Vielleicht lässt sich das Phänomen der Wilmersdorfer Witwen mit der Nähe zur „Deutschen Rentenversicherung Bund“ erklären. Denn früher waren die über 20.000 Angestellten, die hier in einem Konglomerat an Gebäuden arbeiten, Garant der Witwenpensionen. Aber auch in diesem Fall haben sich die Zeiten geändert.
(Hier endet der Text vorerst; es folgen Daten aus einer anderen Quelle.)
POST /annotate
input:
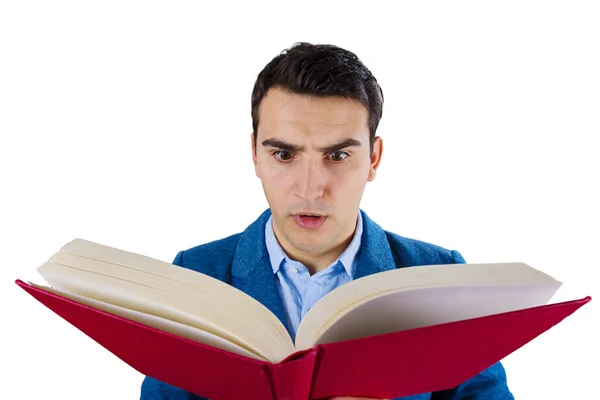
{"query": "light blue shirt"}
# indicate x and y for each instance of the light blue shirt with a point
(299, 290)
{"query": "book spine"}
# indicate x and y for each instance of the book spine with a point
(292, 378)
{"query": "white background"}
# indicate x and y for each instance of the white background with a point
(128, 123)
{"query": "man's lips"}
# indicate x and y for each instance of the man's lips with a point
(309, 220)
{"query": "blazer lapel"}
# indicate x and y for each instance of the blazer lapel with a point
(375, 254)
(252, 272)
(251, 269)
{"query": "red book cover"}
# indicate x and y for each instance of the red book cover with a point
(391, 365)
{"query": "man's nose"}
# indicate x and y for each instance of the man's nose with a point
(310, 180)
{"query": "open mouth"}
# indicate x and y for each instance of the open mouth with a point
(310, 221)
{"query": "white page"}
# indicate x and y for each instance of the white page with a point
(410, 309)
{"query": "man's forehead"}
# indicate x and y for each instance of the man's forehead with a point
(283, 107)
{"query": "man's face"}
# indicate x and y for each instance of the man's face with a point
(312, 156)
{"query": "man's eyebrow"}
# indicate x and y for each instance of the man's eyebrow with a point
(341, 145)
(279, 144)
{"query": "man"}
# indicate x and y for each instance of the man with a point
(315, 112)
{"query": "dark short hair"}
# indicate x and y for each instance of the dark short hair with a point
(321, 70)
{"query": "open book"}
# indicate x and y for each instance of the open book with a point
(144, 310)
Denn jeder, der einmal als Angestellter gearbeitet hat, kennt die Briefe, in denen man Jahr für Jahr die enttäuschende Höhe der zu erwartenden Rente mitgeteilt bekommt.

Am Rand der Deutschen Rentenversicherung nun gibt es einen Park, den „Preußenpark“. Er ist eigentlich kein richtiger Park, sondern nur eine große Wiese, um die es einen Rundweg gibt. Im Sommer, am Wochenende, spielt sich hier bei gutem Wetter ein Schauspiel ab, das bereits in manchem Reiseführer Erwähnung fand und in einem eigentümlichen Gegensatz zur Rentenversicherung und den Wilmersdorfer Witwen steht. Auf der großen Wiese, entlang einer unsichtbaren Straße, sitzen dann thailändische Frauen unter Sonnenschirmen und kochen auf flachen Campingkochern hinter selbstgebastelten Windschutzwänden aus Pappe Spezialitäten aus ihrer Heimat. Mit genügend schönen Wochenenden kann man sich hier in einem Sommer für wenig Geld rentenversicherungsfrei durch die komplette thailändische Küche essen.